I'm coming at this from the angle of first-person narrations. I don't really know how it applies to your third-person affairs. To be honest, that third-person stuff is like witchcraft to me. Telling the story through a character I can do, but tell the story yourself, talking about a bunch of people who don't exist? That's just weird. Third-person guys, I salute thee. (But I also fear you and your mysterious ways. So don't wave that necklace of shrunken heads anywhere near me, OK?)
I hope Jensen Button can pull it off and become world champion. I know he's a rich, pampered playboy type, but fuck it, the world needs those kind of guys. And it needs the kind of characters I can get along with.
Wednesday, June 10, 2009
I am Rock 'n Roll
Not only that, but INDIE rock 'n roll.

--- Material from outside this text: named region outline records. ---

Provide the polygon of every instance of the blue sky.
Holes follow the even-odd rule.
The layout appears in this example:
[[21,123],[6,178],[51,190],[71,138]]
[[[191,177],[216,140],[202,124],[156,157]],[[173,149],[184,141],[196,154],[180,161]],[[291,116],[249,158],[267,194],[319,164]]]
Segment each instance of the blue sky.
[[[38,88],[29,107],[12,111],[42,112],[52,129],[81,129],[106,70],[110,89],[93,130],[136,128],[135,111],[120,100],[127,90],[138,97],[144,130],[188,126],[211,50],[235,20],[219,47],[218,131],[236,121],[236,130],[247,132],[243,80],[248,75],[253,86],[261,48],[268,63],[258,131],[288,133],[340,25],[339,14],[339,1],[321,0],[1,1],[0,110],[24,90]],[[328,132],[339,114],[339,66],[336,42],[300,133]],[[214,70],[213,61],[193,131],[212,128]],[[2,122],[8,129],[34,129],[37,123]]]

That's how it feels to see my name mentioned on the Rough Trade website. We are talking biker jacket, spiky hair, syringe... the works. While it lasts, anyway.
Erm, I think it's worn off now. Where's my woolly jumper?
Sunday, June 07, 2009
Hey sexy
Thanks a lot, "sexy" from Taipai (AKA 125-233-76-253.dynamic.hinet.net) for hitting a bunch of my blog posts with comments in what I can only assume is Taiwanese. I'm sure you're a fan of Royston Blake and the Mangel books, and wanted to express your admiration. Really, I had no idea the books had made it as far as Taiwan. Thank you for your kind words.
Tuesday, June 02, 2009
Nice to be remembered
This from the Nerd of Noir:
Charlie Williams hasn't given us a book since 2006 when he wrapped up the Mangel Trilogy, one of the most fucked up and hilarious series in recent years. Stairway to Hell marks his triumphant return. It's got soul-swapping and David Bowie and Jimmy Page and...it sounds fucking insane is what I'm trying to say.I can't be the judge of that, but I think I did go a bit loco in the writing of it. I'm of the opinion that letting yourself go for a while is a good thing for a writer. But sooner or later you're going to have to take a bath. And make sure your novel hangs together. Possibly at the same time.
Also cool (and daunting) to be anticipated alongside Jason Starr, Megan Abbott, Anthony Neil Smith and Victor Gischler (check the link above). Big cheers to Peter AKA Nerd of Noir.